Пошел Михайла к Филимону в Гусенки, Филимон тогда уже был о полной славе, и боком да намеком рассказал ему про напасть на старости годов.
Филимон только головой покачал, взял у Михайлы из рук палочку и долго что-то шептал на нее, потом встал под образ, и Михайла даже слова разобрал:
- Спаси, осподи, распрями и выдыби раба твоего Михайлу, ты же вееши одинако на дуб молодой и старый, прямишь и свежий побег и сук ото время осохлый… сподоби же раба твоего Михайлу продолжения жизни, аки сподобил еси Авраамля, Исаака, Иакова…

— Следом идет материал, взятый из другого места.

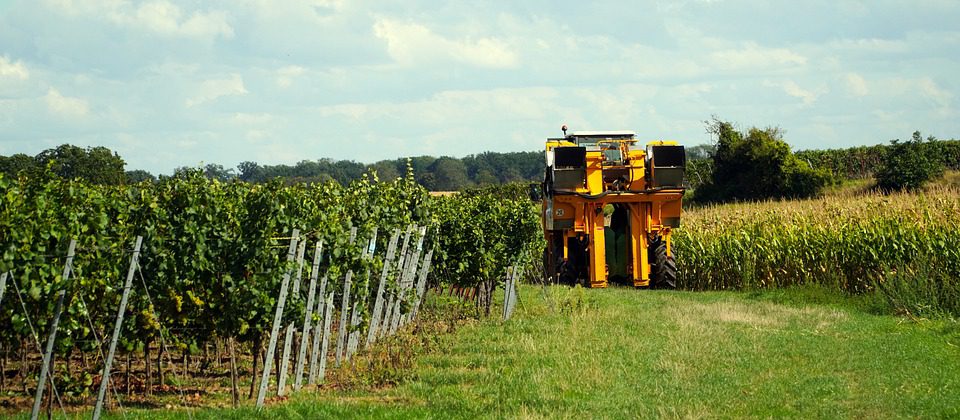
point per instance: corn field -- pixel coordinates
(905, 246)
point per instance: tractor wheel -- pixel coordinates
(663, 273)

Слова вроде как божественные, и смысл в них хороший!
- Иди, - закончил Филимон молитву, - иди теперь домой, и если после такой ограды через неделю не подымет, то опять приходи!
Но видно, что помощи Михайла у Филимона не получил, потому что, когда Михайла во второй раз пришел к Филимону, он и расспрашивать его не стал, а помял губами, не глядя на Михайлу, вывел за ворота и через лес указал, куда зимой солнце садится, роняя перед сумерками перо за пером, на большак к Чагодую.
- Иди, - говорит, - все время, пока землю кругом не обогнешь![2]
У Михайлы даже в поджилках заныло, легко только услышать на старости лет такие слова, не с корзинкой обойти округу или смотаться в Чагодуй на четверговый базар: обогнуть кругом землю!
- Может, мази какой дашь, Филимон?..
- В этом разе, - говорит, - нет тебе мази!
- Мазь, она помогает! - опять шепнул Михайла.
- Нет уж, Михайла: стар старичок, и топор стал тупичок!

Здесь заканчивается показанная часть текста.